As he slowly turned around to look behind him, the large guy looked as eye-catching as ever with his long and thick bronze-tinted hair, which Ren always thought gave him the appearance of a lion.
He had the kind of air that tempted others to describe him more as a lone wolf, but Ren saw it a little differently. To him, Rhys’ hair wasn’t the only thing that was cat-like about him.
Yes, Rhys had only a few people that he interacted with, mostly preferring to keep to himself, but he was not exactly cut off from others, deliberately or otherwise. Ren didn’t know another way to describe it except that Rhys naturally “stood apart." He was simply in a complete league of his own.
And he too was someone who did not follow the so-called rules of being an alpha. That guy who’d be staring out the window absently during class or outright sleeping over his desk? That was him. He was the type who simply did not exert any effort into anything, yet somehow, he was great at every sport, and after every exam, he always scored within the top ten.
All of this combined gave others the unmistakable and despair-inducing feeling that if he actually tried, he’d leave everyone else far behind him in the dust.
This was why all the other alphas around, even those at the very top in sports and academics, quietly deferred to him almost without them meaning to. They preferred giving him a wide space rather than risk waking him up from his slumber and provoking from him a deafening roar of dominance.
He never once took up his seemingly natural right to rule over everyone else, but to Ren, Rhys was the undisputed aloof king of this little jungle.

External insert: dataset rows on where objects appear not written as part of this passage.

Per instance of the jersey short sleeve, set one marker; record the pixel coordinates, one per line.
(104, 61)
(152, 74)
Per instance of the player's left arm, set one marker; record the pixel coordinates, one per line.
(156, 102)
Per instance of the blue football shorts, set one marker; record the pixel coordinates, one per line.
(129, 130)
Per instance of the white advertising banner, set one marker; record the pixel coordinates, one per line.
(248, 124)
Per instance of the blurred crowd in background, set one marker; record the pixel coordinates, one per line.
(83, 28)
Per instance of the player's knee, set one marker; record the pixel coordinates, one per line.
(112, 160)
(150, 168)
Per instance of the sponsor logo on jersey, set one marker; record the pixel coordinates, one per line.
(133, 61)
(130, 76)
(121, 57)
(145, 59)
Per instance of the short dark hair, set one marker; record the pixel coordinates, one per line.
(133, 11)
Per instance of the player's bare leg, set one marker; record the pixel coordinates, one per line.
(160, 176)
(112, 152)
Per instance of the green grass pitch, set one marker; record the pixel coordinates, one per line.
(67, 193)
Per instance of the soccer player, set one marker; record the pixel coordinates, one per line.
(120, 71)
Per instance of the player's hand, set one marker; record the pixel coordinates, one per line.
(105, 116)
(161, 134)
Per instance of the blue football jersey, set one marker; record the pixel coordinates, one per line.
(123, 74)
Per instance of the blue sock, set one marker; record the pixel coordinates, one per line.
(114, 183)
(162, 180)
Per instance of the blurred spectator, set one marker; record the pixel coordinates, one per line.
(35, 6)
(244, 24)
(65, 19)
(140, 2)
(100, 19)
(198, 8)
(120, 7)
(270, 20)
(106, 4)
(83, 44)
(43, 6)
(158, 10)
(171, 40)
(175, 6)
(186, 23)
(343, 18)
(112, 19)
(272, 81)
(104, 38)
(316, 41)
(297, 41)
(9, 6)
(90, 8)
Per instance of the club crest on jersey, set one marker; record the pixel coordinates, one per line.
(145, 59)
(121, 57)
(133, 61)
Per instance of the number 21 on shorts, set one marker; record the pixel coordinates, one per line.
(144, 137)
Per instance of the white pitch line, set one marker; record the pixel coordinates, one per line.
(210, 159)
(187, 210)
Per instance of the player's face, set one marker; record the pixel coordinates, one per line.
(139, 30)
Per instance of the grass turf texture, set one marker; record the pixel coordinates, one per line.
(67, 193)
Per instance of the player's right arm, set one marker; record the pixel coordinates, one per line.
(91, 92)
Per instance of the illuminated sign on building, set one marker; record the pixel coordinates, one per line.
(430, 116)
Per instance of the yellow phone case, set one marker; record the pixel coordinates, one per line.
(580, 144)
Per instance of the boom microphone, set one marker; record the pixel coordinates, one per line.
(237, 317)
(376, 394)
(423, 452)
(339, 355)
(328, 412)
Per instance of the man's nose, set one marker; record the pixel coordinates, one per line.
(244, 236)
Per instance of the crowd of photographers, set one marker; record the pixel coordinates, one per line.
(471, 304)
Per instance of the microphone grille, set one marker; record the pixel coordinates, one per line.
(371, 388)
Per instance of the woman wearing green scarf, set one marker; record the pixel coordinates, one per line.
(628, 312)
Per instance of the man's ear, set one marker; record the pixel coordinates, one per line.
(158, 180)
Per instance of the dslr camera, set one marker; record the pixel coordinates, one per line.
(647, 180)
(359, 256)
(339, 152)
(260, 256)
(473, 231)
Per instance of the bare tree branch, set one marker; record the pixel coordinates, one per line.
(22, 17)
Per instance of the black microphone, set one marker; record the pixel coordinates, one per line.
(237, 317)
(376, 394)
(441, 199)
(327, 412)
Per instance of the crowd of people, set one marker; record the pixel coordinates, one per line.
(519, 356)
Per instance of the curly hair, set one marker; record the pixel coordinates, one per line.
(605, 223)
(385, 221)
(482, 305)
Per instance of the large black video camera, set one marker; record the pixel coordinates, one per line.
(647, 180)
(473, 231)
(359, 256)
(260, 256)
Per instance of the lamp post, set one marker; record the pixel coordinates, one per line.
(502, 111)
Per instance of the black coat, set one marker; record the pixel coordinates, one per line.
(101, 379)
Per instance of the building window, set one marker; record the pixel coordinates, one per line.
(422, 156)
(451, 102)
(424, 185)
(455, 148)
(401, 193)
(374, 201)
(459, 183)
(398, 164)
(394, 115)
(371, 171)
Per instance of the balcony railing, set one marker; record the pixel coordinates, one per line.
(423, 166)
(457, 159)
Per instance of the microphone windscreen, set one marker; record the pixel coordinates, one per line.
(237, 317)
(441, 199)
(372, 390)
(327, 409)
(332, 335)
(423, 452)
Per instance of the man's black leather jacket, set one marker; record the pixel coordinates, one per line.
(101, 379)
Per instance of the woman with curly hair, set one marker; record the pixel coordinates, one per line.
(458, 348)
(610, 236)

And he was sure, wherever Rhys might go to next, it would be the same there too.
Ren managed to quickly jolt himself from his freeze. As he continued to enter before closing the door behind him, it was with his signature sleepy gaze that Rhys watched Ren.
Just before the principal spoke and called his attention back to her, Ren briefly met those entrancing silver-gray eyes set within his Greek god face, receiving a critical hit in the process.
He pretended indifference and approached the other seat that the principal had just offered. All the while, he thought, ‘s**t, me, get a hold of yourself—you’re supposed to be over him already!’